If you want to see the wave of the future for pit bosses and tipped casino
dealers at Las Vegas’ most luxurious properties, check out Steve Wynn’s
plans to shake up his casino floor. Wynn Las Vegas dealers – the highest
paid in the city at a shade more than $100,000 per year, mostly from tips –
will soon lose some of their tip income. Resort executives plan to
reorganize the casino floor on Sept. 1, and to begin giving first-level
supervisors a cut from the tip pool. Dealers are expected to see their pay
drop by about $10,000 per year, while some frontline supervisors would see
theirs jump by more than 50 percent. The high-rolling gambling action at the
Wynn generates some big tips, money that now gets divided by casino dealers.
The problem is finding qualified floormen and pit supervisors. It’s tough
for the casino to get dealers, the most knowledgeable candidates, to accept
a 40 percent pay cut to take a salaried position as a $60,000-per-year
floorman or pit supervisor. Wynn said the disparity in pay isn’t fair. “This
is upside down,” Wynn said. “It’s inverted. It’s just outrageous.” Wynn Las
Vegas has 578 dealers. Of those, more than 100 have run shifts or been
supervisors at other casinos. “The current system makes the (200 supervisors
and 38 craps boxmen) feel cheated,” Wynn said.
The pay disparity has contributed to a reduction in the quality of the
front-line managers, the folks who resolve game disputes, rate gamblers’
play (how much is he betting and how long did he play?) and dispense comps
such as free meals.

Wynn’s solution? Reorganize the casino chain of command, and group dealers
together with newly named frontline managers, who will now be “casino
service team leaders.” (Or, in the case of craps boxmen, they’ll be renamed
“craps team leaders.”)

The casino is eliminating some of its top-level hierarchy. In the current
chain of command dealers and clerks are supervised by floormen, pit
supervisors and boxmen. They are supervised by pit managers, who themselves
are directed by casino managers and assistant casino managers. At the top is
the vice president of casino operations.

The VP of casino operations slot is being eliminated and each shift is being
organized as a standalone entity. Each shift will have a casino manager at
the helm with two specialists to assist him. The casino manager will
supervise the service team leaders, who will manage one to four table games
and their dealers along with a shared pit administrator who will handle
regulatory and game inventory paperwork.

Wynn believes that by empowering talented people to run small groups of
games that customer service will improve, leading to even stronger results
from an already successful casino. Key will be finding people who understand
the games and have good leadership ability, customer-service skills and
judgment.

And that’s where giving the frontline executives a salary increase and a
share of the tip pool comes in.

Wynn said that most casino service team leaders will get 40 percent of a
tip-pool share (dealers get a full share), but the combined tip and salary
would boost their pay to about $96,000.

Craps team leaders would get 20 percent of a share of tip proceeds and would
see their total pay increase from $52,000 to $67,500.

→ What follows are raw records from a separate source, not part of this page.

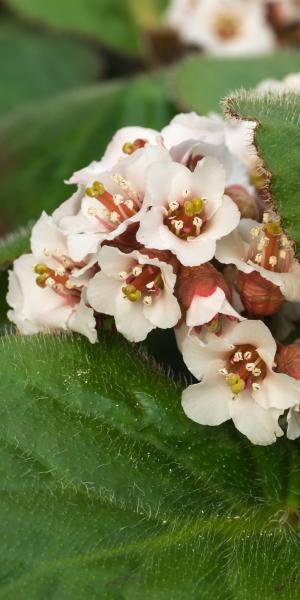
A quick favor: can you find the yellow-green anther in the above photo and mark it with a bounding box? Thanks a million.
[265,221,282,236]
[183,200,194,216]
[122,284,142,302]
[34,264,48,275]
[206,318,221,334]
[192,197,205,214]
[122,142,134,155]
[227,373,245,395]
[92,181,105,195]
[85,187,95,197]
[36,274,49,288]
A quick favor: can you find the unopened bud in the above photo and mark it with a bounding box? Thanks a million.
[176,263,231,311]
[276,343,300,380]
[236,271,284,316]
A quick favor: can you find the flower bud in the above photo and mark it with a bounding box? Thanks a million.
[276,342,300,380]
[236,271,284,316]
[176,263,231,311]
[225,185,259,220]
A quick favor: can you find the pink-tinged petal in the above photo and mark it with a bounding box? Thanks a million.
[193,157,226,217]
[116,146,172,194]
[68,296,97,343]
[186,287,241,327]
[215,218,259,271]
[182,333,226,380]
[53,187,84,223]
[144,161,194,209]
[182,367,231,426]
[102,126,159,169]
[7,254,73,334]
[162,112,225,148]
[97,246,133,276]
[255,372,300,411]
[228,320,276,366]
[204,195,240,240]
[169,234,216,267]
[229,393,283,445]
[287,407,300,440]
[31,212,68,258]
[67,233,102,263]
[87,272,120,315]
[143,289,181,329]
[115,294,154,342]
[175,324,189,354]
[137,206,168,250]
[67,161,104,186]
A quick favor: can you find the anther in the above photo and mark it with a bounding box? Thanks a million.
[269,256,277,268]
[143,296,152,306]
[118,271,128,280]
[132,266,143,277]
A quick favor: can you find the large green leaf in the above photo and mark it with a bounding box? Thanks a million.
[172,53,300,114]
[0,74,175,232]
[5,0,169,56]
[226,91,300,258]
[0,332,300,598]
[0,17,100,118]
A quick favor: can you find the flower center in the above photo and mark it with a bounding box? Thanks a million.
[33,262,81,298]
[85,179,141,231]
[121,263,164,305]
[220,344,267,395]
[214,11,241,41]
[122,138,148,155]
[247,212,294,273]
[164,191,207,240]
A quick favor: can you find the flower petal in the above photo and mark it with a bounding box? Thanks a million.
[87,272,120,315]
[229,393,283,445]
[143,289,181,329]
[182,367,231,426]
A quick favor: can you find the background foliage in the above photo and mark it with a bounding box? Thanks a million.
[0,1,300,597]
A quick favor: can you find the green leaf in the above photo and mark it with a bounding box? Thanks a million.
[226,91,300,258]
[0,224,31,270]
[0,74,175,231]
[0,332,300,598]
[5,0,168,56]
[172,53,300,114]
[0,17,100,118]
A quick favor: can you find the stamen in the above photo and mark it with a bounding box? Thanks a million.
[132,266,143,277]
[143,296,152,306]
[118,271,128,280]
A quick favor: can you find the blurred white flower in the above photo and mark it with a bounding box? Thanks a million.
[256,71,300,94]
[87,245,181,342]
[165,0,276,55]
[181,319,299,444]
[137,156,240,266]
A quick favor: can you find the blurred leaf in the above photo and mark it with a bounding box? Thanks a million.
[172,52,300,114]
[226,91,300,258]
[5,0,168,56]
[0,224,31,270]
[0,332,300,598]
[0,17,100,118]
[0,74,175,231]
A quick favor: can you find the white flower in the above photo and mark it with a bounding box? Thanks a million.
[166,0,276,56]
[216,215,300,302]
[87,245,181,342]
[7,254,97,343]
[256,72,300,95]
[181,319,300,445]
[68,126,161,184]
[137,156,240,267]
[54,145,172,261]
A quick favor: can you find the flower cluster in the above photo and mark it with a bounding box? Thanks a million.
[165,0,299,56]
[7,109,300,445]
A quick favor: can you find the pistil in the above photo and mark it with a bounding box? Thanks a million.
[121,263,163,304]
[164,194,207,240]
[219,344,267,396]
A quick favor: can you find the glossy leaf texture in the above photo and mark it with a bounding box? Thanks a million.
[226,91,300,258]
[172,53,300,114]
[0,17,100,118]
[5,0,169,56]
[0,333,300,599]
[0,74,175,232]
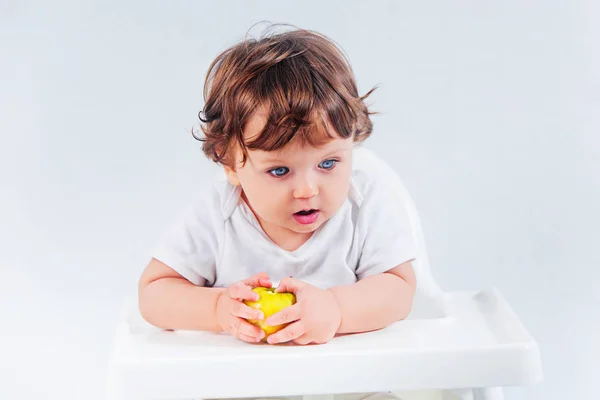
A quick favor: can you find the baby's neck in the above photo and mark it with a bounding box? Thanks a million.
[269,229,314,252]
[253,213,315,251]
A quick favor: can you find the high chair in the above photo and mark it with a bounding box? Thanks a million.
[106,147,543,400]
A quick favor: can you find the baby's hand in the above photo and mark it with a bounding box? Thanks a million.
[264,277,341,345]
[215,272,272,343]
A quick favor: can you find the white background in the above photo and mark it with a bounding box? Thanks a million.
[1,1,598,399]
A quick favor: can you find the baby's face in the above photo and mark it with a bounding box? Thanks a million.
[225,111,353,244]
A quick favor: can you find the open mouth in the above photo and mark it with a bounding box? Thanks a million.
[292,209,320,225]
[294,209,318,216]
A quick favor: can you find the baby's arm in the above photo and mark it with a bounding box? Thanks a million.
[138,258,224,331]
[328,260,416,334]
[139,258,268,342]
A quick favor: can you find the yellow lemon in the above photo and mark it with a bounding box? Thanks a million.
[244,287,296,341]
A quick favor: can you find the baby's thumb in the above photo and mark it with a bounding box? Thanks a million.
[275,276,303,293]
[244,272,272,288]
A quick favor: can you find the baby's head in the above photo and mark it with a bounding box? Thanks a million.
[197,25,376,239]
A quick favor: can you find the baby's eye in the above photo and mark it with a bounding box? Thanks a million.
[318,159,337,170]
[268,167,289,177]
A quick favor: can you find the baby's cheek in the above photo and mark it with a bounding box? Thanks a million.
[259,196,283,219]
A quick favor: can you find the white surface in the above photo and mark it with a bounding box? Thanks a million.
[107,289,541,399]
[1,1,598,400]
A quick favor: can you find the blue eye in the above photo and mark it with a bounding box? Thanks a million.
[268,167,289,177]
[319,159,337,170]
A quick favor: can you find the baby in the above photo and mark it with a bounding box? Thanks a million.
[138,26,416,350]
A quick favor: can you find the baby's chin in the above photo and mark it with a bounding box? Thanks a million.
[289,225,320,234]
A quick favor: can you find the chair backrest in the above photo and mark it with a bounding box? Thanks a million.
[353,146,447,319]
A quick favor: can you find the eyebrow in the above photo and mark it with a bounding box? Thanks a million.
[322,146,348,157]
[257,147,348,164]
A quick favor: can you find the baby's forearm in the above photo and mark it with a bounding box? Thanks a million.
[139,277,224,331]
[328,265,415,334]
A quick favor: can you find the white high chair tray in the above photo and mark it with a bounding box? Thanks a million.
[107,288,542,399]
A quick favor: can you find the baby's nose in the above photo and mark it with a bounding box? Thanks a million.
[292,180,319,199]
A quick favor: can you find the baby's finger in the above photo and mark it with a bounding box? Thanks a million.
[293,334,313,345]
[267,321,305,345]
[231,300,264,321]
[229,317,265,341]
[275,276,305,294]
[265,303,301,327]
[243,272,272,288]
[227,282,259,301]
[236,332,263,343]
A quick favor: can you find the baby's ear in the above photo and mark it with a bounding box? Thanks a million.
[224,164,241,186]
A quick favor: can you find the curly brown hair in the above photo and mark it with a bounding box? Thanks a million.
[195,24,377,167]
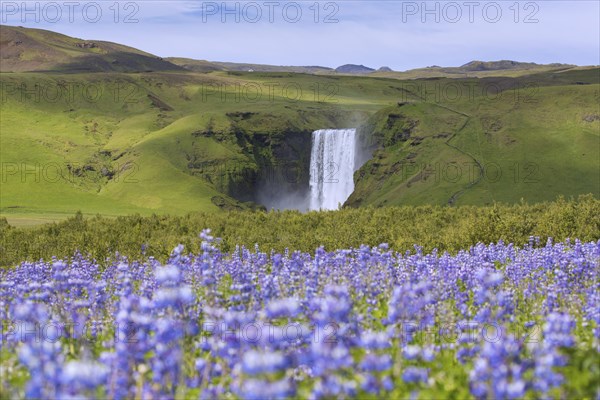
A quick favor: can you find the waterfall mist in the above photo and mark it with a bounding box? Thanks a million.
[255,128,368,212]
[254,162,310,212]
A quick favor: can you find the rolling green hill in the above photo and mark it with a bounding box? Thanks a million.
[0,26,598,225]
[349,76,600,207]
[0,25,183,72]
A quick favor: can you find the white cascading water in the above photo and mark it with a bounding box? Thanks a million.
[309,129,357,210]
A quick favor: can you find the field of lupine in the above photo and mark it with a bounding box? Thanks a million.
[1,230,599,399]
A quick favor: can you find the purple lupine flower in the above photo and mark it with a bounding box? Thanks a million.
[359,354,392,372]
[359,330,391,350]
[402,366,429,384]
[239,378,294,399]
[469,334,526,400]
[265,297,301,319]
[242,350,289,375]
[532,312,576,395]
[60,360,109,394]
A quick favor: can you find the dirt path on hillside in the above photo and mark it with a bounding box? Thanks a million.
[429,104,484,205]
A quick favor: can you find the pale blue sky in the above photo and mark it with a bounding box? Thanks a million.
[1,1,598,70]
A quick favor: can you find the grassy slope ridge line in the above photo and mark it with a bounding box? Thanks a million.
[1,196,598,267]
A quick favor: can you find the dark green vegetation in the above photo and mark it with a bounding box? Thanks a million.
[1,196,598,267]
[1,25,599,225]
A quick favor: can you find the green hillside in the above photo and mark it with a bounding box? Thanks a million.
[350,71,600,206]
[0,26,598,225]
[0,25,183,72]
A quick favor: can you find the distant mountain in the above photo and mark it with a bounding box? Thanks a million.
[459,60,573,71]
[0,25,581,78]
[371,60,579,79]
[335,64,375,74]
[212,62,333,74]
[166,58,334,74]
[0,25,184,72]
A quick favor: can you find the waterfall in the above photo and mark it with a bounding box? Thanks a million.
[309,129,357,211]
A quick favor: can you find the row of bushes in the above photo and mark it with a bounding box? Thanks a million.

Wynn Las Vegas President Andrew Pascal doesn’t expect any current employees
to lose their jobs as a result of the reorganization. In fact, he expects to
hire at least a few casino supervisors from competitors.

First, Wynn Las Vegas will collect expressions of interest internally. Some
current dealers may want to be team leaders – and some managers may return
to dealing, Pascal said.

Some of the dealers’ lost tip income will be replaced by a bonus system that
will reward customer service, adherence to procedures and attendance, Wynn
said, noting that initial feedback from the affected dealers has been good.

“My dealers are the highest paid dealers in the world,” he said. “They still
will be. But I want them to think of becoming a team leader as a career
move.”

Nevada law allows casinos to divide tips among workers in the service chain,
said employment lawyer Gregg Kamer, who worked on the plan with Pascal. The
team leaders clearly are in the service chain, he said.

Wynn told workers about the changes in Monday evening meetings after flying
back from Macau, where he’s preparing Wynn Macau for its Sept. 5 opening.

If the Wynn Las Vegas changes work as planned, table game customer service
will improve. That’s a surefire recipe for increased tipping, and an
improved Wynn Resorts bottom line. Wynn will more fully utilize his
employees’ talents, and he’ll develop and attract top-flight managers as he
builds a succession of new resorts on the property that surrounds the hotel.

“This gives me the chance to get the best people in the gaming industry,”
Wynn said.

I don’t know if giving frontline casino supervisors a small cut of the tip
pool would work at midlevel and low-budget casinos, but I suspect it
wouldn’t, as the tip pools are already much smaller than those at Wynn.

But at high-end properties where dealers make substantially more than the
folks who supervise them, the change makes sense. When talented table game
supervisors start leaving for better-paying jobs that include a share of the
tip pool, I predict other high-end casinos will follow Wynn’s lead.